Dans son rapport, la CDPDJ écrit qu’« il est primordial de "s’attaquer efficacement aux problèmes de discrimination systémique, d’où la nécessité de miser sur les Programmes d’accès à l’égalité qui, eux, ont le potentiel bien réel de contribuer à une plus grande égalité de résultats entre les citoyens" ».

La Commission note tout de même que « les femmes représentent le groupe ayant obtenu la plus forte croissance de sa représentation dans les organismes publics. Évaluée à 53,9 % en 2009, celle-ci a atteint 65,3 % en 2019. »

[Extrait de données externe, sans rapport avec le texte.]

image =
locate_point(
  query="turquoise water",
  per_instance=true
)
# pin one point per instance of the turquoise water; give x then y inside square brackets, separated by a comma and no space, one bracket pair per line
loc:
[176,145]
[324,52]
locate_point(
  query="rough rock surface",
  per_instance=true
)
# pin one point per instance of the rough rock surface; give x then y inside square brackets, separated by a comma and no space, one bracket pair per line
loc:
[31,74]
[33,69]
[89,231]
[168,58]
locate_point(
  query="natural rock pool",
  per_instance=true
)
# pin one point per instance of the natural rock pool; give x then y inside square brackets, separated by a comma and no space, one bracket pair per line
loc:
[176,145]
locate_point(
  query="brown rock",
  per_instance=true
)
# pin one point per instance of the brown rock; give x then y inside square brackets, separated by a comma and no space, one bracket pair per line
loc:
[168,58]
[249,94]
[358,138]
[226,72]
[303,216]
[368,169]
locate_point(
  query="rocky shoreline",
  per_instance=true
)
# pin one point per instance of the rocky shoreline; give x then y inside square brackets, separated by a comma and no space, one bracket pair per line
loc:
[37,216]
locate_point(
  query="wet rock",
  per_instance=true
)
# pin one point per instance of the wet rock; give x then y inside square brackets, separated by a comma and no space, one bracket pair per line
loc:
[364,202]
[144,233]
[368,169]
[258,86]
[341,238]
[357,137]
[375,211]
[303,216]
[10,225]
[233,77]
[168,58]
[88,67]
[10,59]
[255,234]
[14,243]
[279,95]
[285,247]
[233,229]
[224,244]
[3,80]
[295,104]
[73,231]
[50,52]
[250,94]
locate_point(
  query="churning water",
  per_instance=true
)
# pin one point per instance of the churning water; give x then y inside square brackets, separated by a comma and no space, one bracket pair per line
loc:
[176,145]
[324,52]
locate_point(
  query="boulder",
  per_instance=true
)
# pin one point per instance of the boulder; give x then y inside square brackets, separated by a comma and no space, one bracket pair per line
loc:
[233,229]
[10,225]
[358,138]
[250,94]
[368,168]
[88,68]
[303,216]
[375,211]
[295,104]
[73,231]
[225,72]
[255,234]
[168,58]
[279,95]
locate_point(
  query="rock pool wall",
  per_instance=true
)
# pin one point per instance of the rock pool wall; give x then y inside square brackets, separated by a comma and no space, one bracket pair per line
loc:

Or, un important bémol doit être précisé, poursuit-on, puisqu’il reste « encore plusieurs efforts à faire pour atteindre les cibles dans les postes-cadres de plusieurs réseaux. »

« Les organisations doivent exercer un leadership pour corriger ce déficit de représentation des femmes dans ces lieux stratégiques de décision. Il reste également beaucoup de travail à faire pour un meilleur accès des femmes dans certains métiers traditionnellement masculins », écrit la CDPDJ.

La publication de ce rapport survient alors que la question du racisme systémique est abondamment débattue ces jours-ci dans la sphère publique. Lundi, le premier ministre François Legault a de nouveau refusé de qualifier le racisme tel que vécu au Québec de systémique, mais il s’est engagé à déposer « dans les prochains jours » un plan « pragmatique » pour lutter contre le racisme et la discrimination dans la province.